Isn’t Blackwater USA in the private sector? And haven’t they already taken it upon themselves to patrol our nation’s streets (New Orleans) before being invited to by the FBI and Homeland Security? You’d have to be a gullible fool to think that that psychopath Erik Prince and his Blackwater goons wouldn’t be charter members of InfraGard.
One needs, also, to look at ChoicePoint, the Alpharetta, GA-based “data aggregation company” which, as with InfraGard, is fully prepared to literally murder us in cold blood during martial law and to do so with absolute impunity, is presenting itself as a warm and fuzzy public service company that just wants to have a Coke and a smile with all of us. In point of fact, ChoicePoint’s official website slyly makes no mention of the fact that they’ve already collected literally billions of bits of information on American citizens, quietly funded by those very same taxpayers, on matters ranging from our consumer spending habits, credit history, criminal records, if any, all the way down to our DNA profiles. http://en.wikipedia.org/wiki/ChoicePoint
They specialize in obtaining, as they call it, “actionable intelligence.” Well, gee, why the fuck don’t we send them to Gitmo to extract “actionable intelligence” from “the worst of the worst”?

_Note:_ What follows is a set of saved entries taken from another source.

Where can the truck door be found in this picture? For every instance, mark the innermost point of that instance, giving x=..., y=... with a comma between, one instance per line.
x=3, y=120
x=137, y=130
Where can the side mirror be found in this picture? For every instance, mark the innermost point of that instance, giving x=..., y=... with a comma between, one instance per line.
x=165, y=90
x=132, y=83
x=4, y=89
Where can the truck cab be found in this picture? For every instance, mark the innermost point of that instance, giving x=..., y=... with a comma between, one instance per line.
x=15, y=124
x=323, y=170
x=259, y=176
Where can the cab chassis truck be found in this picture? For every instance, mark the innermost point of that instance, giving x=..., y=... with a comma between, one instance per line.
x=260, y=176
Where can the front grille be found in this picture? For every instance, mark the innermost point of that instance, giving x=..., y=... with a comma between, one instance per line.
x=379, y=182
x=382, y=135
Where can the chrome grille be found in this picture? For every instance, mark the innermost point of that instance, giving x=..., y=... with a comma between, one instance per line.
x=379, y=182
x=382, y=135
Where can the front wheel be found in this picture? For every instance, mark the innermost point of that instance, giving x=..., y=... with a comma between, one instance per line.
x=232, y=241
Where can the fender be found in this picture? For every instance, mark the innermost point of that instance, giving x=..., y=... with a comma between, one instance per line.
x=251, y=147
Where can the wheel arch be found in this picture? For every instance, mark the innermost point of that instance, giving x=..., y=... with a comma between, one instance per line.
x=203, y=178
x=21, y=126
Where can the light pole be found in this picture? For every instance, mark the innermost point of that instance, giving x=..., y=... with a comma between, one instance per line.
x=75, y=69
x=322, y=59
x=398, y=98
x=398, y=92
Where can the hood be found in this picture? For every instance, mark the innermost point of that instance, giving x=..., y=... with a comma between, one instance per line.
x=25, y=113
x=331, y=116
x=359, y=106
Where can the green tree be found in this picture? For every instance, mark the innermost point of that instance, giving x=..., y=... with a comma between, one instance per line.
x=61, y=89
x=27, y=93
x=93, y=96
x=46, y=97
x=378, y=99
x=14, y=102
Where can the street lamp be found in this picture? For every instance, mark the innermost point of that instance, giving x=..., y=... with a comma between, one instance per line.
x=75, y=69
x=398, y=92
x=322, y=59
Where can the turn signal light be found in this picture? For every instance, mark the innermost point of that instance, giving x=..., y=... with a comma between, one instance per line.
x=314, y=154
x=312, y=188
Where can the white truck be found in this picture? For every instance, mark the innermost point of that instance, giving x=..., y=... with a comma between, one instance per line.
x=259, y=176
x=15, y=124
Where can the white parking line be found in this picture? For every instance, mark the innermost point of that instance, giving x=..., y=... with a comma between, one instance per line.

The problem with ChoicePoint, which has gotten virtually no press whatsoever except from investigative BBC journalist Greg Palast (who goes into detail about the company in Chapter One of Armed Madhouse), is that not only are they invading your privacy with the help and money of the FBI and the CIA, they’re not even very good at safeguarding it, as this article reminds us. http://www.consumeraffairs.com/news04/2006/05/fbi_choicepoint.html
Ever since the Rothschild article came out a couple of days ago, certain InfraGard members have already begun ripping the tinfoil hats off our heads, starting with Jim Lippard, who runs a blog:
Nonsense. I've been a member of the Phoenix InfraGard Members Alliance for years. It's a 501(c)(3) organization sponsored by the FBI whose members have been subjected to some rudimentary screening (comparable to what a non-cleared employee of the federal government would get). Most InfraGard meetings are open to the general public (contrary to Rothschild's statement that "InfraGard is not readily accessible to the general public"), but the organization facilitates communications between members about sensitive subjects like vulnerabilities in privately owned infrastructure and the changing landscape of threats.
In other words, we have meetings for the proles that don’t reveal anything threatening but when we have real serious shit to discuss, like national security matters to which we’re more privy than you and even your elected officials, then we keep it internal.

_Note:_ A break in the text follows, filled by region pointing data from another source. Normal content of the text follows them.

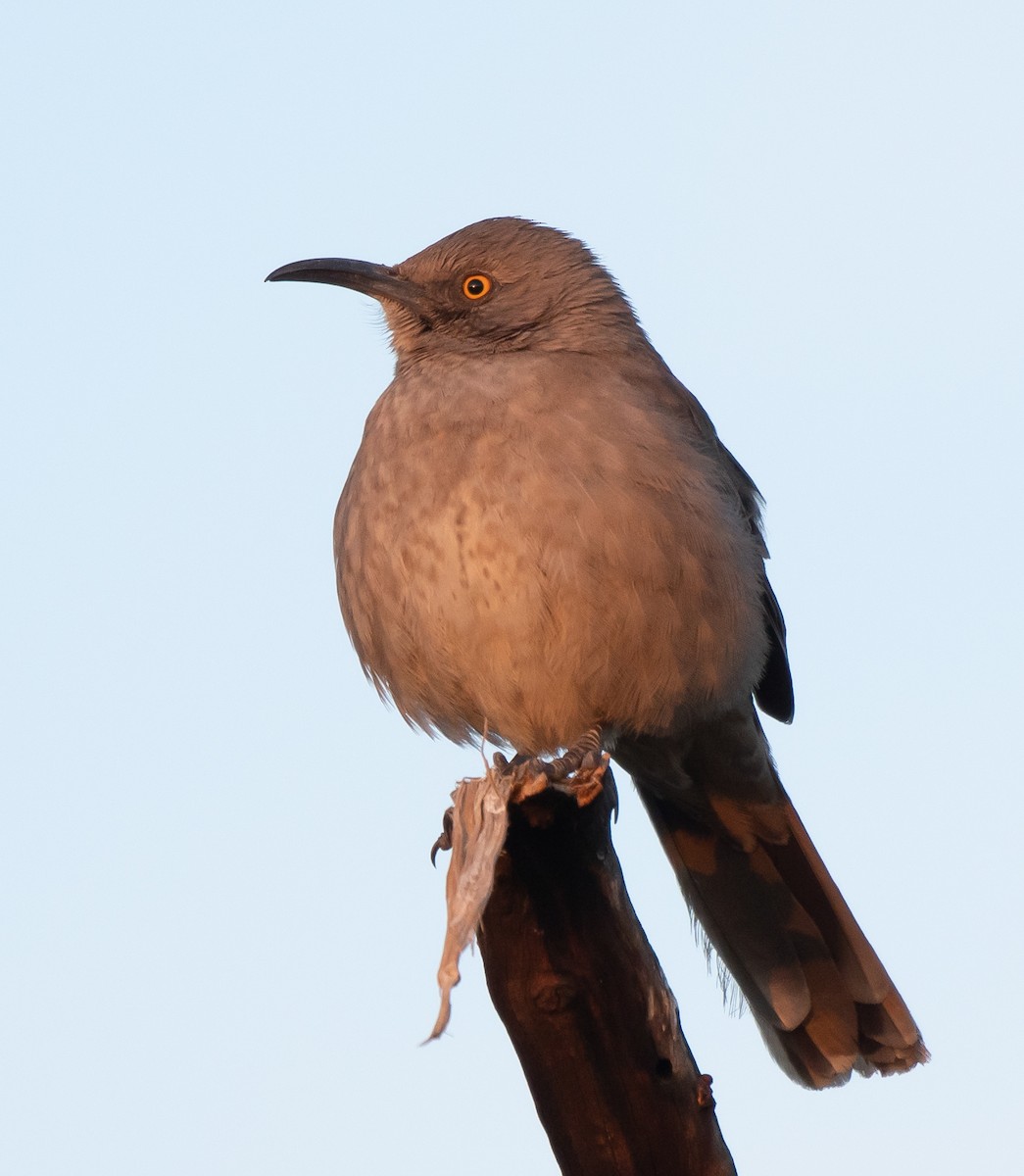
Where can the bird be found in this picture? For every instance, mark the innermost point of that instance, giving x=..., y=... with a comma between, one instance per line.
x=543, y=541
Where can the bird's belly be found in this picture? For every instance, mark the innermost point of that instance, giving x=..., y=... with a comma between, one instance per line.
x=540, y=606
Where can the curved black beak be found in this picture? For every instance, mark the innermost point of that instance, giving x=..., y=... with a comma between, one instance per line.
x=366, y=276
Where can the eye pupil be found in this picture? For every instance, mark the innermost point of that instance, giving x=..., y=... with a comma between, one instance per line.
x=476, y=286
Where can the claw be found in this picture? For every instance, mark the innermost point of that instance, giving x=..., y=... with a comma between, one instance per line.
x=443, y=844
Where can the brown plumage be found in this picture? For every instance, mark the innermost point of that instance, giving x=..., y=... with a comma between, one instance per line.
x=542, y=533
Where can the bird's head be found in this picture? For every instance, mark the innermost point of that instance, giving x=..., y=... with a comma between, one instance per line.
x=500, y=285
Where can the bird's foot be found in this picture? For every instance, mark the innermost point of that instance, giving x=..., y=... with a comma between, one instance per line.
x=578, y=773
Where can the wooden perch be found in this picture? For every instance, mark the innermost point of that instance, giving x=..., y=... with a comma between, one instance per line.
x=586, y=1004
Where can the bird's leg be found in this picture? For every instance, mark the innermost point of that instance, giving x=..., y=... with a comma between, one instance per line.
x=578, y=771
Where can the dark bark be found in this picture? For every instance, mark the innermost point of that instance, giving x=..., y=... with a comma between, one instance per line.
x=587, y=1005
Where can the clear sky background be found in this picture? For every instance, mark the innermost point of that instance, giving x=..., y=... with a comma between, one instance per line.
x=219, y=928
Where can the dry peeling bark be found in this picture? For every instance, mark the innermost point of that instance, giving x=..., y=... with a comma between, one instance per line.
x=576, y=983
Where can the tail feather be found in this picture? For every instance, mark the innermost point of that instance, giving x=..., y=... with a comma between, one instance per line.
x=752, y=876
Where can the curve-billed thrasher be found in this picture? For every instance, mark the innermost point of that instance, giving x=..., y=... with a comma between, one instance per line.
x=542, y=534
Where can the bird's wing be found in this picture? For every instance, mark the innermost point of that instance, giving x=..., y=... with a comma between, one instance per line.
x=774, y=691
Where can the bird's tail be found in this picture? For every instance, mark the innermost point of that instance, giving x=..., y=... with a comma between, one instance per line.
x=752, y=876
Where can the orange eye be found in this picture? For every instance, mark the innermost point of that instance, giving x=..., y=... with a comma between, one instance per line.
x=476, y=286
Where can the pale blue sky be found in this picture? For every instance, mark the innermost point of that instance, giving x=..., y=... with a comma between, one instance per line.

Jim Lippard and his ilk must think that we’re truly gullible fools if they expect us to believe for a minute that a deliberately under-publicized corporate police state that’s more in the loop than the citizenry and even its public officials regarding national security threats would nonetheless be open and honest in their so-called public meetings, especially since it’s a given among InfraGard members that martial law is a matter of when, not if, and that they reserve the right to murder American citizens if they even think that their infrastructure is threatened.

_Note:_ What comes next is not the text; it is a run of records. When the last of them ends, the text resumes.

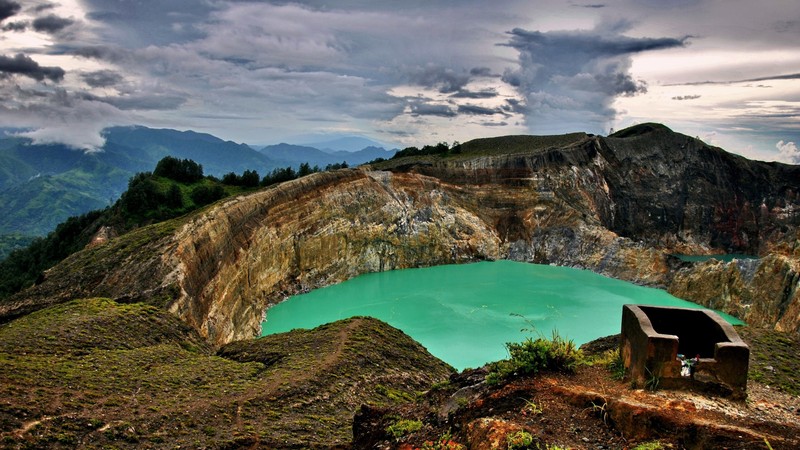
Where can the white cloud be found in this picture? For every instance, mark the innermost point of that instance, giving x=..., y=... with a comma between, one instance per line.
x=788, y=152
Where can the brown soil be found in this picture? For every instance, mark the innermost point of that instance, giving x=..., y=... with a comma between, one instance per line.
x=589, y=410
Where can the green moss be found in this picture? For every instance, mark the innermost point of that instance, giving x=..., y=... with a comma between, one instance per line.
x=773, y=358
x=403, y=427
x=131, y=375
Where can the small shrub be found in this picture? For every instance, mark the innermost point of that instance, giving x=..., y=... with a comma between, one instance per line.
x=445, y=442
x=519, y=440
x=534, y=355
x=403, y=427
x=652, y=381
x=653, y=445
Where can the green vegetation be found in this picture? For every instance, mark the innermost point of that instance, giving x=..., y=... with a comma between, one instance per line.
x=519, y=440
x=535, y=355
x=445, y=442
x=97, y=374
x=653, y=445
x=612, y=361
x=773, y=358
x=441, y=149
x=176, y=187
x=403, y=427
x=11, y=242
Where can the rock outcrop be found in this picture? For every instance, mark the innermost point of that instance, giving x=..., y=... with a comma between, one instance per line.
x=618, y=206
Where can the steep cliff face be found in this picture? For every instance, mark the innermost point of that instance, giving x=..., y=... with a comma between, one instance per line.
x=616, y=205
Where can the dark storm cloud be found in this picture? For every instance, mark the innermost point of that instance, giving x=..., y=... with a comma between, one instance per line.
x=790, y=76
x=686, y=97
x=101, y=52
x=465, y=93
x=419, y=108
x=444, y=79
x=102, y=78
x=145, y=102
x=51, y=24
x=151, y=22
x=475, y=110
x=44, y=7
x=8, y=9
x=591, y=5
x=481, y=72
x=24, y=65
x=15, y=26
x=574, y=76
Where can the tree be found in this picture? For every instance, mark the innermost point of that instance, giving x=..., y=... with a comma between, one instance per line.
x=183, y=170
x=249, y=178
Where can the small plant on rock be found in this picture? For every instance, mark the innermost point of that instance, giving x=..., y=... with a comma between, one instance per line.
x=519, y=440
x=445, y=442
x=403, y=427
x=534, y=355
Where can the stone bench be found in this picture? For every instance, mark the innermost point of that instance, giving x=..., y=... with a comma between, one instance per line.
x=653, y=337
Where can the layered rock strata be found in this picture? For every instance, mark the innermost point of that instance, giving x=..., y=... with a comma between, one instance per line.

And how much you wanna bet that this autonomous-sounding organization already has its 007 license to kill legally indemnified because Uncle Sam’s Justice Dept. has already designated InfraGard as apart from the government since they’re “contractors”?
A thing that Paul Bremer had made abundantly clear with his last-second Order 17 to which Blackwater’s been clinging like grim death ever since we raised a ruckus about them murdering 17 civilians in Baghdad on September 16th, a war crime for which not a single Blackwater mercenary still has not seen the inside of a jail cell.